# What's an equation that describes a circle, with oscillating outline?

I'm looking for an equation that describes a circle with oscillating outline. See picture below. Anyone who knows a good way to do that?

Thanks a lot!

• This can't be a real function as there are several $y$ for one $x$. – Yves Daoust Jun 25 '19 at 12:26
• A function? It does not pass the vertical line test so it is not a function from $x$ to $y$. Do you mean for it to be a parametric function and have it be a function from $t$ to $(x,y)$? Or how about a polar function and have it be a function from $\theta$ to $r$? – JMoravitz Jun 25 '19 at 12:26
• A polar equation that is similar, how about $f(\theta) = 1 + \frac{1}{4}\sin(10\theta)$ – JMoravitz Jun 25 '19 at 12:27

In polar coordinates, add some periodic perturbation to a constant radius. E.g.

$$\rho=R+r\cos(n\theta).$$

Take, for instance, $$\displaystyle\theta\mapsto\left(\cos(\theta)+\frac{\cos(10\theta)}{10},\sin(\theta)+\frac{\sin(10\theta)}{10}\right)$$.

• This gives cusps on the inside of the curve, not smooth waving shape that the drawing seems to want. – Arthur Jun 25 '19 at 12:28

The parametrisation $$\theta\mapsto(\cos\theta, \sin\theta)$$ gives a circle. Now we want a wavey motion about along circle. Note that the parametrisation $$\theta\mapsto\left(\frac{\cos10\theta}{10}, 0\right)$$ is a curve that goes back and forth along the $$x$$ axis, so if we rotate it by an angle of $$\theta$$: $$\theta\mapsto \left(\frac{\cos10\theta}{10}\cdot \cos\theta, \frac{\cos10\theta}{10}\cdot\sin\theta\right)$$ this should give us the a nice radial waving motion when added to our circle.

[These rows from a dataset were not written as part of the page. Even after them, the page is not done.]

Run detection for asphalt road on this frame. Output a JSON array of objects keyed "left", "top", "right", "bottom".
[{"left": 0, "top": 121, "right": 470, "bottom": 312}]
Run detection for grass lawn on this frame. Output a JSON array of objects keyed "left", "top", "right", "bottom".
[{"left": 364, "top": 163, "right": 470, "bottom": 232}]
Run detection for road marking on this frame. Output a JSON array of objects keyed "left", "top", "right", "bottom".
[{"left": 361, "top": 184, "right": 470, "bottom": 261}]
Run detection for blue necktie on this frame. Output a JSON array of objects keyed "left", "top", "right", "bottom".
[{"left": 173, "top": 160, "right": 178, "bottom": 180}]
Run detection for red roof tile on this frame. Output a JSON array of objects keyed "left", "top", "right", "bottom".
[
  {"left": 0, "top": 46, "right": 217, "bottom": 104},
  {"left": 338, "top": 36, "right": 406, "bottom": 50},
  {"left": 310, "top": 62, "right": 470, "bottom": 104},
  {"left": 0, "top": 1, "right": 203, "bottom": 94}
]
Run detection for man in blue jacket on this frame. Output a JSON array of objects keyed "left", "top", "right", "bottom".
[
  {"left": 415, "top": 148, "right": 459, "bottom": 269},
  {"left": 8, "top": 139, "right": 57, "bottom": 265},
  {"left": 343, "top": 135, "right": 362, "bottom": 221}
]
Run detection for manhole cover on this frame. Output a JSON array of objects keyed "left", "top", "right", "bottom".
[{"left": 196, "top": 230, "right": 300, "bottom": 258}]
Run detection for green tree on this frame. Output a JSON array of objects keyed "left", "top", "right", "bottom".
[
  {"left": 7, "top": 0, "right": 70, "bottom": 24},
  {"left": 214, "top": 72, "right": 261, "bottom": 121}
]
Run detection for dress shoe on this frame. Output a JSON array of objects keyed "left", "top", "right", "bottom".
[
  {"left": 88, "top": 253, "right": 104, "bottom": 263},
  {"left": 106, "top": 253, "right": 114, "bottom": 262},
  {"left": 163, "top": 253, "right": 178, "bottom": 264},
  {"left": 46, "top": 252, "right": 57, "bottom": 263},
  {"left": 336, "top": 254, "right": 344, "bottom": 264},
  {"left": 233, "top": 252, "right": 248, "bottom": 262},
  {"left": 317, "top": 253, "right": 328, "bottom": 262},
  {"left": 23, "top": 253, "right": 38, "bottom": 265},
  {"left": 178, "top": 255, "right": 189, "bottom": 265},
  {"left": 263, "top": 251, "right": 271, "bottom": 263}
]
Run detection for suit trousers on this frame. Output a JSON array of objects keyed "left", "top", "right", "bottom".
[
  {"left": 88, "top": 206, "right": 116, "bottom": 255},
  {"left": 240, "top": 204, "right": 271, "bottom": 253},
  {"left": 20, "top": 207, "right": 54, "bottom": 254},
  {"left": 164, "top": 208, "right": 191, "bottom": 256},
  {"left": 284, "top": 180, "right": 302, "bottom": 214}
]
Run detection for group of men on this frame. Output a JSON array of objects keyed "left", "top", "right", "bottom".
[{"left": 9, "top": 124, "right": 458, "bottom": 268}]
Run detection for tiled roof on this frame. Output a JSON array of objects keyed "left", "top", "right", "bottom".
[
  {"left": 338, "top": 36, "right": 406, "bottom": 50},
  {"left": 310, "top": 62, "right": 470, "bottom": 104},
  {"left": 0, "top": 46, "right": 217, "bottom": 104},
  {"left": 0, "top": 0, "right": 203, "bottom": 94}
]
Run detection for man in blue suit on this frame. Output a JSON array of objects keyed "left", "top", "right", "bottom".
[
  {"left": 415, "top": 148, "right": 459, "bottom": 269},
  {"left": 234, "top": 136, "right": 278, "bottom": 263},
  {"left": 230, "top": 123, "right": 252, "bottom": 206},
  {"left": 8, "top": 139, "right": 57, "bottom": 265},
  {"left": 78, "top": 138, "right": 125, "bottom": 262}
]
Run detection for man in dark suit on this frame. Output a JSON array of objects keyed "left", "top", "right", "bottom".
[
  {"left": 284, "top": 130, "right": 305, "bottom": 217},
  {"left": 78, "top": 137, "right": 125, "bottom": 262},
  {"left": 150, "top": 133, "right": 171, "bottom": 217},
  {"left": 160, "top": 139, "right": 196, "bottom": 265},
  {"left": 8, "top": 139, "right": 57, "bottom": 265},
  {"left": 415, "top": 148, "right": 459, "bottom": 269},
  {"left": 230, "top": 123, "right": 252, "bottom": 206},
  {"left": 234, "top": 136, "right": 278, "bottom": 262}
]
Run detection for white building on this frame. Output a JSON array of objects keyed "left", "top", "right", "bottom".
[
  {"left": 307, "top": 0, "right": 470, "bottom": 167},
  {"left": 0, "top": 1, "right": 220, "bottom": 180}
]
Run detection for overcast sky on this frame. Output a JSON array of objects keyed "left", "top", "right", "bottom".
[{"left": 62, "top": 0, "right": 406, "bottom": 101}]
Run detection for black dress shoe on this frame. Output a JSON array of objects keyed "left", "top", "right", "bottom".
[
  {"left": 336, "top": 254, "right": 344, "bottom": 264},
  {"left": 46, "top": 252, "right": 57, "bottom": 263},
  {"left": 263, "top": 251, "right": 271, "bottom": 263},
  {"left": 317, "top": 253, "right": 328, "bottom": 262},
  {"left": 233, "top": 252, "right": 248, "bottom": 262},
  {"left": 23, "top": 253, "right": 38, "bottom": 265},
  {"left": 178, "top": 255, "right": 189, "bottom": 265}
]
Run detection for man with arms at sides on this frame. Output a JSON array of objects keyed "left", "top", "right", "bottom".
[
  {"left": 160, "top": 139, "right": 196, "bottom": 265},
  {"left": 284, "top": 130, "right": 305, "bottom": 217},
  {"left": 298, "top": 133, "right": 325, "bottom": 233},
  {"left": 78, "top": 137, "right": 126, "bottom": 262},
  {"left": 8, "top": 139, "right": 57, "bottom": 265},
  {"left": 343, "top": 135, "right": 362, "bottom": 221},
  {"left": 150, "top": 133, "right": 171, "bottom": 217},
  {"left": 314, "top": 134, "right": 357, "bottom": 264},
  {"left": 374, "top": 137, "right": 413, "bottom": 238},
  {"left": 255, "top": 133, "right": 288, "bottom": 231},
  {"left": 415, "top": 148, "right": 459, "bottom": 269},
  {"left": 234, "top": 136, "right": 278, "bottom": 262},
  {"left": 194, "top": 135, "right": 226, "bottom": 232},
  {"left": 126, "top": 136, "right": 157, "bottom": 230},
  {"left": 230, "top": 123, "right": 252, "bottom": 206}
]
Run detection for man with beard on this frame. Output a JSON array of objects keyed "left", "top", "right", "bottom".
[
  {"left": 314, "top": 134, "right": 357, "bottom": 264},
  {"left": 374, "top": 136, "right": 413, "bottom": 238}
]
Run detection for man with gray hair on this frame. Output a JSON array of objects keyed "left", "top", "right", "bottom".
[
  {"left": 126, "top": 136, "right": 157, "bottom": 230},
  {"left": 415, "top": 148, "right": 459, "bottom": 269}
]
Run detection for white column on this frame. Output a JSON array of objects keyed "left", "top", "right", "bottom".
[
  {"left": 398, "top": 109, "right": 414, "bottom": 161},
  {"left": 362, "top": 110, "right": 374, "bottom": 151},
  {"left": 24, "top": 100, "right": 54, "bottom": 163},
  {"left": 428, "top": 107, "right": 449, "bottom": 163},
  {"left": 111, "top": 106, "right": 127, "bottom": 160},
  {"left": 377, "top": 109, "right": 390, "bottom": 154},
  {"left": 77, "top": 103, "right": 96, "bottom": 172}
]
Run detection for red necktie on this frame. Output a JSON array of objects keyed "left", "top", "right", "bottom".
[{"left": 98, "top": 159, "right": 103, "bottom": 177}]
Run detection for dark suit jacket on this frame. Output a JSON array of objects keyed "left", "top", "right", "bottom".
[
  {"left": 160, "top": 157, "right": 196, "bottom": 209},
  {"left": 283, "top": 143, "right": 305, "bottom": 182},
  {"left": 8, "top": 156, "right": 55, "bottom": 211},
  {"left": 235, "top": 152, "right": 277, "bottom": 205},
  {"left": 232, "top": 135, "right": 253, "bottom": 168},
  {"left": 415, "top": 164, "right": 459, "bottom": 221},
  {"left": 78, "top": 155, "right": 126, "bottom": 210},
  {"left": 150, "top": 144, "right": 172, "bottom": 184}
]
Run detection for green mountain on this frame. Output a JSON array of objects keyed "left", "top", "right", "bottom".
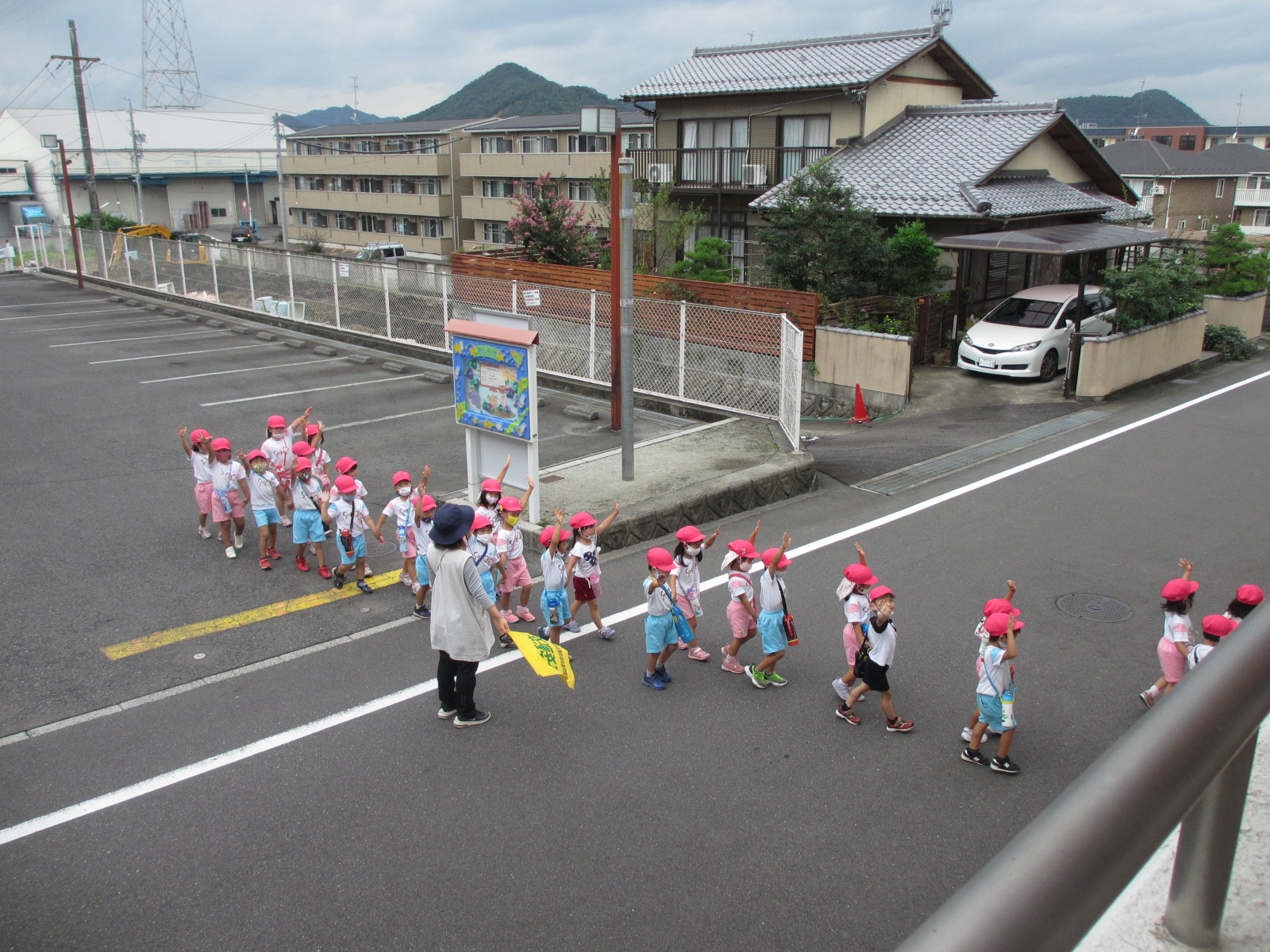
[
  {"left": 405, "top": 62, "right": 625, "bottom": 121},
  {"left": 1062, "top": 89, "right": 1209, "bottom": 129}
]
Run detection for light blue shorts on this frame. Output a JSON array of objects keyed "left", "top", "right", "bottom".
[
  {"left": 337, "top": 536, "right": 366, "bottom": 565},
  {"left": 291, "top": 509, "right": 326, "bottom": 546},
  {"left": 974, "top": 694, "right": 1018, "bottom": 732},
  {"left": 252, "top": 505, "right": 282, "bottom": 527},
  {"left": 644, "top": 612, "right": 679, "bottom": 655},
  {"left": 758, "top": 612, "right": 790, "bottom": 655}
]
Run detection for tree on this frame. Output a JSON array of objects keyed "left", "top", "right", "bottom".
[
  {"left": 506, "top": 173, "right": 598, "bottom": 267},
  {"left": 1203, "top": 222, "right": 1270, "bottom": 297},
  {"left": 758, "top": 163, "right": 887, "bottom": 301},
  {"left": 671, "top": 237, "right": 733, "bottom": 283}
]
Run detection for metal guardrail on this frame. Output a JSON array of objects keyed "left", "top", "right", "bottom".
[{"left": 895, "top": 608, "right": 1270, "bottom": 952}]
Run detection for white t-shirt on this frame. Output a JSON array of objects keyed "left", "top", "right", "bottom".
[
  {"left": 644, "top": 579, "right": 671, "bottom": 618},
  {"left": 868, "top": 622, "right": 895, "bottom": 668},
  {"left": 207, "top": 459, "right": 246, "bottom": 493},
  {"left": 1164, "top": 612, "right": 1191, "bottom": 645},
  {"left": 246, "top": 470, "right": 282, "bottom": 509},
  {"left": 326, "top": 499, "right": 371, "bottom": 538},
  {"left": 189, "top": 449, "right": 212, "bottom": 482},
  {"left": 569, "top": 539, "right": 599, "bottom": 579},
  {"left": 494, "top": 525, "right": 525, "bottom": 561},
  {"left": 758, "top": 569, "right": 785, "bottom": 613}
]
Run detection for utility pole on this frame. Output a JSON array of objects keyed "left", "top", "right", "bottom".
[{"left": 48, "top": 21, "right": 104, "bottom": 235}]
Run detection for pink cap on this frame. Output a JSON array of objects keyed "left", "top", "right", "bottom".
[
  {"left": 842, "top": 562, "right": 878, "bottom": 585},
  {"left": 648, "top": 546, "right": 675, "bottom": 573},
  {"left": 1160, "top": 579, "right": 1199, "bottom": 601},
  {"left": 1234, "top": 585, "right": 1266, "bottom": 605}
]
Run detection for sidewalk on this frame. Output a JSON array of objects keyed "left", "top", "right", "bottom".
[{"left": 1076, "top": 720, "right": 1270, "bottom": 952}]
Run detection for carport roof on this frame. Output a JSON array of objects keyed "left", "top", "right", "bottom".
[{"left": 935, "top": 222, "right": 1168, "bottom": 255}]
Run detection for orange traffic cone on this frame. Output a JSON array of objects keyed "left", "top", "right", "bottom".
[{"left": 851, "top": 383, "right": 872, "bottom": 424}]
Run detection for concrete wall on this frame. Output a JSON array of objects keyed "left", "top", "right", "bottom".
[
  {"left": 1076, "top": 311, "right": 1208, "bottom": 400},
  {"left": 1204, "top": 290, "right": 1266, "bottom": 338}
]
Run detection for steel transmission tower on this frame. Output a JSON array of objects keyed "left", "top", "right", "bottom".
[{"left": 141, "top": 0, "right": 202, "bottom": 109}]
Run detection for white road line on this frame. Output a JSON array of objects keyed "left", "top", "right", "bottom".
[
  {"left": 0, "top": 370, "right": 1270, "bottom": 844},
  {"left": 326, "top": 403, "right": 455, "bottom": 430},
  {"left": 199, "top": 370, "right": 430, "bottom": 406},
  {"left": 87, "top": 344, "right": 277, "bottom": 367},
  {"left": 141, "top": 357, "right": 344, "bottom": 383},
  {"left": 48, "top": 330, "right": 220, "bottom": 347}
]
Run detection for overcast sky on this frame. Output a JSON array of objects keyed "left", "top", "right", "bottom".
[{"left": 0, "top": 0, "right": 1270, "bottom": 125}]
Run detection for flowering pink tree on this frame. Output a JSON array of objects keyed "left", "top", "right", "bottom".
[{"left": 506, "top": 173, "right": 598, "bottom": 267}]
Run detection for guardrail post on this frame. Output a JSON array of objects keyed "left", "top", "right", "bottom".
[{"left": 1164, "top": 734, "right": 1257, "bottom": 948}]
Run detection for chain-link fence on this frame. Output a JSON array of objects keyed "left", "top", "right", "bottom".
[{"left": 36, "top": 228, "right": 802, "bottom": 449}]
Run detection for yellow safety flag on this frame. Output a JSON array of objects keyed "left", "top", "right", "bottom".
[{"left": 508, "top": 631, "right": 574, "bottom": 688}]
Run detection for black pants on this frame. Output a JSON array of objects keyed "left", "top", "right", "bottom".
[{"left": 437, "top": 651, "right": 479, "bottom": 717}]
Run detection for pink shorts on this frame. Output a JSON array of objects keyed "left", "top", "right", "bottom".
[
  {"left": 498, "top": 556, "right": 531, "bottom": 592},
  {"left": 194, "top": 482, "right": 212, "bottom": 516},
  {"left": 1156, "top": 639, "right": 1186, "bottom": 684},
  {"left": 212, "top": 489, "right": 243, "bottom": 522},
  {"left": 728, "top": 601, "right": 758, "bottom": 639},
  {"left": 842, "top": 622, "right": 860, "bottom": 664}
]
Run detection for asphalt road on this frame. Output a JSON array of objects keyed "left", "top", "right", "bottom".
[{"left": 0, "top": 270, "right": 1270, "bottom": 952}]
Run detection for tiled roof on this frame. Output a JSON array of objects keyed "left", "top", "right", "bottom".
[{"left": 624, "top": 27, "right": 938, "bottom": 99}]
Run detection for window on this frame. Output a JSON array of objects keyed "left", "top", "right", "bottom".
[
  {"left": 480, "top": 179, "right": 516, "bottom": 198},
  {"left": 481, "top": 221, "right": 512, "bottom": 245},
  {"left": 569, "top": 136, "right": 608, "bottom": 152},
  {"left": 521, "top": 136, "right": 559, "bottom": 152}
]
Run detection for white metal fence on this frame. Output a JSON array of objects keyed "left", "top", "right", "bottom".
[{"left": 19, "top": 228, "right": 802, "bottom": 451}]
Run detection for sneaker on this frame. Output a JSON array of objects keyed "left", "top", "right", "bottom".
[
  {"left": 455, "top": 711, "right": 489, "bottom": 727},
  {"left": 745, "top": 664, "right": 767, "bottom": 688},
  {"left": 833, "top": 703, "right": 860, "bottom": 727}
]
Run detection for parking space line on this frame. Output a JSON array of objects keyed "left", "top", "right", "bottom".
[
  {"left": 199, "top": 370, "right": 432, "bottom": 406},
  {"left": 141, "top": 357, "right": 344, "bottom": 386},
  {"left": 87, "top": 344, "right": 277, "bottom": 367},
  {"left": 48, "top": 330, "right": 220, "bottom": 347},
  {"left": 102, "top": 569, "right": 402, "bottom": 662}
]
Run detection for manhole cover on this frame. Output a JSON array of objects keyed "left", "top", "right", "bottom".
[{"left": 1054, "top": 593, "right": 1133, "bottom": 622}]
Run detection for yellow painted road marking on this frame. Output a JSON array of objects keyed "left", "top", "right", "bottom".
[{"left": 102, "top": 569, "right": 402, "bottom": 662}]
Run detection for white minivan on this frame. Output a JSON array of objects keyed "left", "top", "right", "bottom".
[{"left": 956, "top": 284, "right": 1115, "bottom": 381}]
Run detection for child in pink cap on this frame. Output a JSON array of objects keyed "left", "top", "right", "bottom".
[
  {"left": 1138, "top": 559, "right": 1199, "bottom": 707},
  {"left": 565, "top": 499, "right": 621, "bottom": 641},
  {"left": 719, "top": 519, "right": 764, "bottom": 674},
  {"left": 671, "top": 525, "right": 720, "bottom": 662}
]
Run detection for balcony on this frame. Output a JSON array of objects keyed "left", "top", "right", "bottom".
[{"left": 631, "top": 146, "right": 833, "bottom": 194}]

The full expression that this gives us is $$\theta\mapsto\left(\cos\theta + \frac{\cos10\theta}{10}\cdot \cos\theta, \sin\theta + \frac{\cos10\theta}{10}\cdot\sin\theta\right)$$ which gives the following figure:

This turns out to be exactly the same curve that some others have suggested by working in polar coordinates, and add a small sine perturbation to a constant radius. You can freely adjust the denominator $$10$$ to change the oscillation amplitude, or the coefficient $$10$$ of $$\theta$$ to change the oscillation frequency.